For most computer users, the MSS option is established by the operating system.

TCP options size (Variable 0–320 bits, in units of 32 bits) must be deducted from MSS size if TCP options are enabled. For example, TCP Time Stamps are enabled by default on Linux platforms.

==Default value==
The default TCP Maximum Segment Size for IPv4 is 536. For IPv6 it is 1220. Where a host wishes to set the maximum segment size to a value other than the default, the maximum segment size is specified as a TCP option, initially in the TCP SYN packet during the TCP handshake.

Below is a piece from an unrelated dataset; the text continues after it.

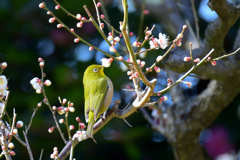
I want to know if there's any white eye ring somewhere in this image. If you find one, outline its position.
[93,68,98,72]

The value cannot be changed after the connection is established.

==Inter-layer communication==

In order to notify MSS to the other end, an inter-layer communication is done as follows:
- The Network Driver (ND) or interface should know the Maximum transmission unit (MTU) of the directly attached network.
- The IP should ask the Network Driver for the Maximum Transmission Unit.
- The TCP should ask the IP for the Maximum Datagram Data Size (MDDS). This is the MTU minus the IP header length (MDDS = MTU − IPHdrLen).
- When opening a connection, TCP can send an MSS option with the value equal to: MDDS − TCPHdrLen. In other words, the MSS value to send is: MSS = MTU − TCPHdrLen − IPHdrLen

While sending TCP segments to the other end, an inter-layer communication is done as follows:
- TCP should determine the Maximum Segment Data Size (MSDS) from either the default or the received value of the MSS option.
- TCP should determine if source fragmentation is possible (by asking the IP) and desirable.
  - If so, TCP may hand to IP, segments (including the TCP header) up to MSDS + TCPHdrLen.
  - If not, TCP may hand to IP, segments (including the TCP header) up to the lesser of (MSDS + TCPHdrLen) and MDDS.
- IP checks the length of data passed to it by TCP. If the length is less than or equal MDDS, IP attaches the IP header and hands it to the ND. Otherwise, the IP must do source fragmentation.

==MSS and MTU==
MSS is sometimes conflated with MTU/PMTU, which is a characteristic of the underlying link layer, while MSS applies specifically to TCP and hence the transport layer. The two are similar in that they limit the maximum size of the payload carried by their respective protocol data unit (frame for MTU, TCP segment for MSS), and related since MSS cannot exceed the MTU for its underlying link (taking into account the overhead of any headers added by the layers below TCP). However, the difference, in addition to applying to different layers, is that (1) MSS can have a different value in either direction and that (2) frames exceeding the MTU may cause packets (which encapsulate segments) to be fragmented by the network layer, while segments exceeding the MSS are simply discarded.